In one scene, which Oppenheimer has said served as the jumping-off point for the two companion films, the audience watches two former death squad leaders—who had never met—tell similar stories of killing the communists at the banks of the Snake River in North Sumatra. More than 10,000 people died at the river, and the men clearly describe the smell and sight of blood, and how prisoners struggled or begged for their lives. The encounter ends with a staggering shot of the men posing for pictures with each other, arms around each other’s necks, brothers-in-arms without remorse for their actions. If there were tearful apologies by those who participated in the killings, like we’ve seen in many documentaries about other genocides, Oppenheimer doesn’t show us.

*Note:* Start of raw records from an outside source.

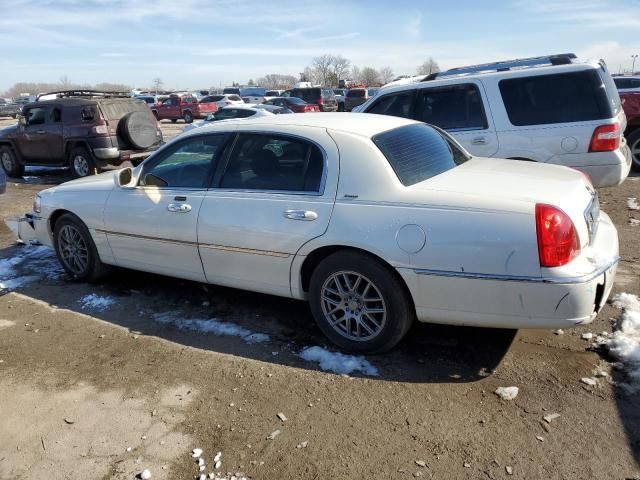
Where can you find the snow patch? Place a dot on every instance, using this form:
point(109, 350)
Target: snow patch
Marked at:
point(96, 302)
point(31, 264)
point(624, 343)
point(338, 362)
point(211, 325)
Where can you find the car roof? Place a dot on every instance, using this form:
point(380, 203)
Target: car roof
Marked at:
point(364, 124)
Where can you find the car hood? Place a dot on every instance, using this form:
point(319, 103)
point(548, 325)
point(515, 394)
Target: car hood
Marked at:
point(103, 181)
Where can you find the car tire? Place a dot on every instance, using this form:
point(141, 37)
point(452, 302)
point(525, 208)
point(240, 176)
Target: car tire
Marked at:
point(76, 251)
point(634, 145)
point(10, 164)
point(81, 163)
point(348, 284)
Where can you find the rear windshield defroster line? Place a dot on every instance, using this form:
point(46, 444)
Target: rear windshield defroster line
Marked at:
point(415, 152)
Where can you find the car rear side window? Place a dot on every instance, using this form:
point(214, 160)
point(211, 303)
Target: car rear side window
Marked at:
point(274, 163)
point(396, 105)
point(558, 98)
point(417, 152)
point(453, 107)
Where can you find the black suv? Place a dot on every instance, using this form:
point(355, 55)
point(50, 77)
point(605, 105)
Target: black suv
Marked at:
point(321, 96)
point(84, 130)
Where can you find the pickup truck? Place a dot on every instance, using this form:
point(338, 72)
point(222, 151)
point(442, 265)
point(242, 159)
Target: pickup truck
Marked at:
point(184, 107)
point(631, 107)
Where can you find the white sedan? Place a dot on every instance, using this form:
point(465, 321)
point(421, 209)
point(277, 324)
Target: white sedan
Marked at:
point(375, 221)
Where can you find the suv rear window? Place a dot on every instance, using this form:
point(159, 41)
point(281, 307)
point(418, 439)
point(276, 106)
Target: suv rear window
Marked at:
point(558, 98)
point(417, 152)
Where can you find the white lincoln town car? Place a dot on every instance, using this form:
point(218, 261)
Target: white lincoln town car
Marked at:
point(374, 220)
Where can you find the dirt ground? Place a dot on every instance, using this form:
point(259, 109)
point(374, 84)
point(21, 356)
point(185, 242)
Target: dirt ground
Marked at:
point(90, 394)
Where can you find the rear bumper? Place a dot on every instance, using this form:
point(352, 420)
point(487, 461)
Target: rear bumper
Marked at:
point(508, 301)
point(606, 169)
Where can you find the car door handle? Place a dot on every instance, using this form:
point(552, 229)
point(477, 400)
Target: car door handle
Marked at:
point(306, 215)
point(179, 207)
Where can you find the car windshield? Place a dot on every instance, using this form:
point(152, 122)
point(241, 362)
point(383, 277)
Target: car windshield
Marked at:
point(253, 92)
point(418, 152)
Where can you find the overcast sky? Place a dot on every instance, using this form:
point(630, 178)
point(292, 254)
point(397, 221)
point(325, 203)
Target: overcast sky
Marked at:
point(198, 43)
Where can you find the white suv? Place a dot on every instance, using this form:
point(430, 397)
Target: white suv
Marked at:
point(551, 109)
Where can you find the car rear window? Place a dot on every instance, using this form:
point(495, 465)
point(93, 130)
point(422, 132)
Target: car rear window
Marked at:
point(559, 98)
point(417, 152)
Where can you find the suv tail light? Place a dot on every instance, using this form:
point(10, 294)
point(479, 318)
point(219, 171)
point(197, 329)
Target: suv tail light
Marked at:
point(100, 130)
point(557, 237)
point(606, 138)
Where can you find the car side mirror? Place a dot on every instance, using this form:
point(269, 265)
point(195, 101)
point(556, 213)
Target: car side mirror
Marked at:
point(125, 178)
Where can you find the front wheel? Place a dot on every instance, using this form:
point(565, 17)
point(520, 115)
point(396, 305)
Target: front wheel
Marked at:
point(10, 163)
point(81, 163)
point(634, 145)
point(76, 251)
point(359, 303)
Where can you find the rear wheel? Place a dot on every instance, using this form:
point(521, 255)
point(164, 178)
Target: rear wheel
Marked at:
point(359, 303)
point(76, 251)
point(10, 163)
point(634, 145)
point(80, 162)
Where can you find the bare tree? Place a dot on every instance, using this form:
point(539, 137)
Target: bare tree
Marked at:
point(157, 84)
point(370, 76)
point(428, 67)
point(386, 75)
point(322, 66)
point(340, 67)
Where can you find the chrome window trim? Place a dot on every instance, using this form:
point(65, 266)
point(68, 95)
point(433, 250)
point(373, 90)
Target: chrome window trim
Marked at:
point(522, 278)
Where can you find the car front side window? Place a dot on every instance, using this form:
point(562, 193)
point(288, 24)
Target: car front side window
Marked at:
point(274, 163)
point(454, 107)
point(188, 164)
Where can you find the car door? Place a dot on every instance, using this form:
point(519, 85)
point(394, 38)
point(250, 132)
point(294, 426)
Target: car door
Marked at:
point(152, 227)
point(460, 110)
point(274, 193)
point(32, 139)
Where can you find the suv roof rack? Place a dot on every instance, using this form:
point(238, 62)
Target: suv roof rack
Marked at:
point(84, 93)
point(505, 65)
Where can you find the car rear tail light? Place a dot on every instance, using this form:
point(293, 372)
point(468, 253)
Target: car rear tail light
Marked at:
point(557, 237)
point(100, 130)
point(606, 138)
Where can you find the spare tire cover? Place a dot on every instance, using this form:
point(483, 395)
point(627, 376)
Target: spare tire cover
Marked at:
point(139, 129)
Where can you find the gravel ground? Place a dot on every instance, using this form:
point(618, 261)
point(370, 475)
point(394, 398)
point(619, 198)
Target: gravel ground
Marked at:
point(91, 390)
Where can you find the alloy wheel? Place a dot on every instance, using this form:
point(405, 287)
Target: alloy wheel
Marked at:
point(81, 165)
point(73, 249)
point(353, 306)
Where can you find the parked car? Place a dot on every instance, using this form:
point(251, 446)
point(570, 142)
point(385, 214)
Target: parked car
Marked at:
point(552, 109)
point(296, 105)
point(340, 94)
point(238, 111)
point(321, 96)
point(375, 221)
point(253, 94)
point(627, 84)
point(631, 107)
point(184, 107)
point(223, 100)
point(9, 108)
point(83, 130)
point(358, 96)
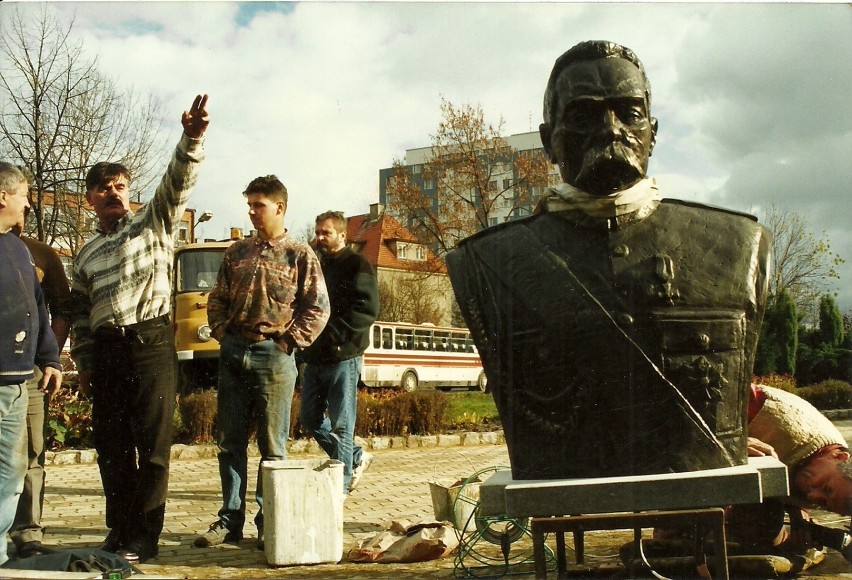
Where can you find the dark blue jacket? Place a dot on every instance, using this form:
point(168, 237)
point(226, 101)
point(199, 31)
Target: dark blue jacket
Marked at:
point(353, 293)
point(25, 335)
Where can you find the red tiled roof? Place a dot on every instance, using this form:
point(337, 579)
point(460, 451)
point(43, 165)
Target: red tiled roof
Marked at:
point(374, 236)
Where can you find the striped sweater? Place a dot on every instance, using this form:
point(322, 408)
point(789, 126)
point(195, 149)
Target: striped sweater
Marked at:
point(124, 277)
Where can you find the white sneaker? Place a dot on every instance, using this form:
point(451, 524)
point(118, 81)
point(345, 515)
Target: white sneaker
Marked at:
point(358, 472)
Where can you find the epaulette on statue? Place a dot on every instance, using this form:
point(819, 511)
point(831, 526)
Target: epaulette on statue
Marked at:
point(708, 206)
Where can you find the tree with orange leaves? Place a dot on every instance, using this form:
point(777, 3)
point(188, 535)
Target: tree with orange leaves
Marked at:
point(476, 179)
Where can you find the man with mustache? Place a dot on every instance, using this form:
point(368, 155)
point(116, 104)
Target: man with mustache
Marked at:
point(124, 340)
point(617, 328)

The retelling of conquests happens with almost rote repetition from various killers associated with Ramli’s death. Many times the men share their stories in front of their own families, who say they never knew the details of their husbands’/fathers’ roles in the genocide. At the start of one visit, a woman proudly introduces her father to Adi, but when she hears Adi’s side of the story, her face dissolves into confusion. It’s later mixed with disgust as her father talks about taking blood from the throat of a communist and drinking it as a preventative measure to keep from going insane. Another leader nonchalantly describes the taste of human blood as both “salty and sweet.” Oppenheimer’s camera often lingers at the end of many scenes, allowing the silence to speak volumes.

In direct contrast to the perpetrators, many of whom enjoy comfortable lives and remain in power, the survivors won’t—or can’t—discuss the genocide. They want to forget the past, or they continue to fear for their families’ lives. (The killers and victims’ families often still live side by side in the same villages where the murders occurred.) Adi’s calm, quiet demeanor—even when he watches footage of people describing his brother’s death in detail—somehow disarms his enemies. His approach is one of sadness and not vengeance, and allows for probing questions.

That’s not to say the past is water under the bridge for the interviewers and their subjects. Cameras capture both veiled and direct threats from death squad leaders who tell Adi and Oppenheimer to stop asking so many questions. These men are still in power, and we can’t help but wonder about the safety of Adi, his elderly parents, or his young family. Just as disconcerting are the end credits, with many roles and backers of the film attributed to “Anonymous.”

Through his powerful works, Oppenheimer shows how living in fear continues in Indonesia—and that the world’s collective silence makes us all complicit.

Director: Joshua Oppenheimer
Writer: Joshua Oppenheimer
Release Date: Opens July 17 in New York, July 24 in Los Angeles with other cities to follow.